Ukraine : le temps des « Léopard »

Soutien à l'Ukraine par l'OEG

La décision prise au début de l’année par les pays de l’OTAN de fournir à Kiev de nouvelles armes modernes et, tout d’abord, des chars allemands Leopard, a conduit à ce que le conflit en Ukraine entre dans une nouvelle phase d’escalade.

En fait, la fourniture à Kiev d’armes occidentales, ainsi que l’aide financière et le soutien politique et médiatique massif, ne s’est pas arrêtée pour un seul jour. Mais la question de la fourniture de chars lourds et d’autres types d’armes modernes à partir de la fin de 2022 appelle une attention particulière pour deux raisons.


D’abord, la prise même de décision sur l’envoi de chars en Ukraine a révélé une fois de plus la dépendance des Alliés en Europe sur la position des faucons, principalement des États-Unis (et accessoirement ceux de Pologne). À la fin de l’année dernière le chancelier Scholz avait prédit à l’Europe une catastrophe en cas d’envoi de chars allemands en Ukraine. C’est le même chancelier allemand qui, au début de 2023, a pris cette décision. Personne ne doute que cela a été fait, principalement sous la pression des alliés étrangers, notamment des États-Unis. À cet égard, la question se pose de nouveau de savoir dans quelle mesure les gouvernements des pays européens sont-ils égaux au sein de l’Alliance et indépendants dans la définition de leurs propres priorités stratégiques ?
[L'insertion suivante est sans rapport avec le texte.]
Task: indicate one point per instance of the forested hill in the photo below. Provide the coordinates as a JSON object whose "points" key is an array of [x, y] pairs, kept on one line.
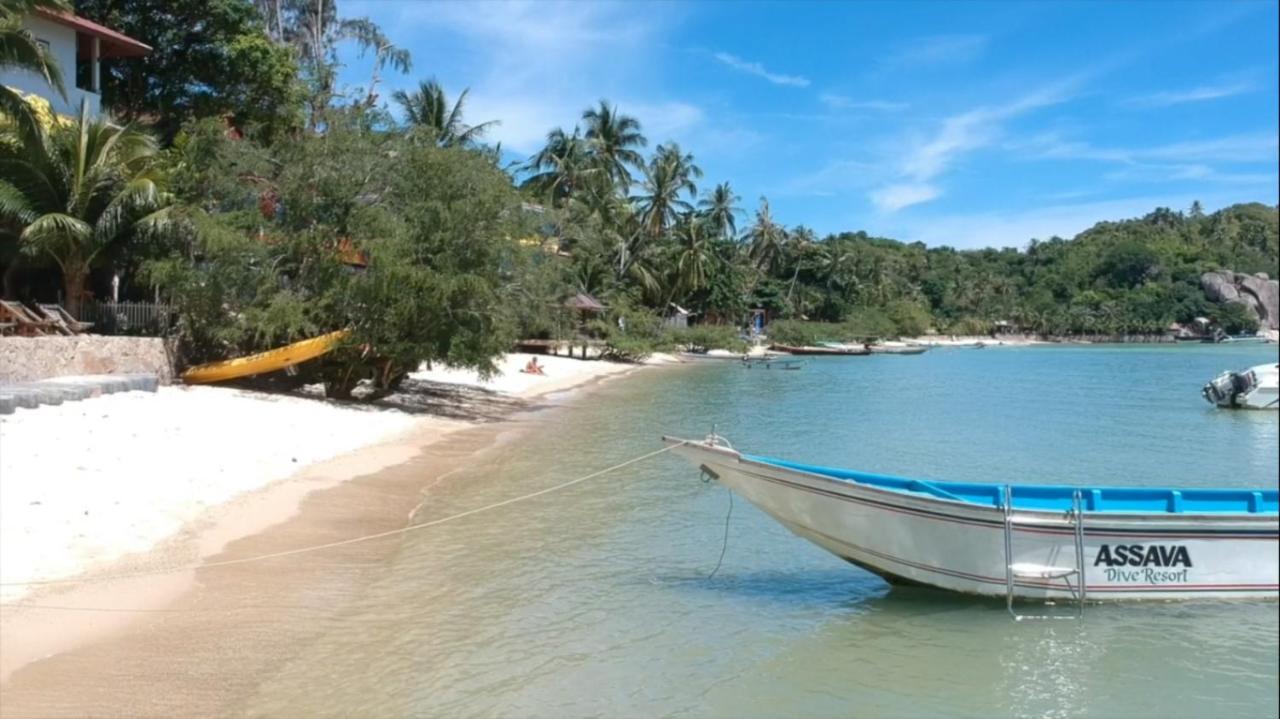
{"points": [[1132, 276]]}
Deuxièmement, et c’est le plus important, les livraisons directes d’armes lourdes constituent un pas évident vers la participation directe au conflit pour les nations qui les mettent en œuvre. C’est une chose de soutenir l’Ukraine économiquement et d’exprimer la solidarité politique et moral. C’est tout à fait une autre chose est d’envoyer des dizaines, voire des centaines, de chars (l’arme offensive par excellence). Si l’on ajoute que cela nécessite la formation des équipages, l’entretien, la réparation, etc. Même si ça ne conduit pas automatiquement à la participation des unités régulières de l’OTAN aux hostilités, cela augmentera certainement les risques de leur implication indirecte dans le conflit.

Depuis la fin de l’année 2022 et surtout après le sommet Ukraine-OTAN à Ramstein en janvier 2023, des experts de nombreux pays discutent avec enthousiasme sur le nombre possible de chars et de pays prêts à les fournir, de même que sur la distribution de nouveaux véhicules blindés dans les zones de combat, du système de recrutement et de recyclage des équipages etc. À cet égard, l’une des principales questions de toutes ces discussions est de savoir si le nombre total de chars prévu en Ukraine suffira non seulement à contenir les troupes russes, mais aussi à lancer une contre-offensive pour « libérer » les territoires russes reconquis, y compris la Crimée, comme Zélensky l’a déclaré à plusieurs reprises.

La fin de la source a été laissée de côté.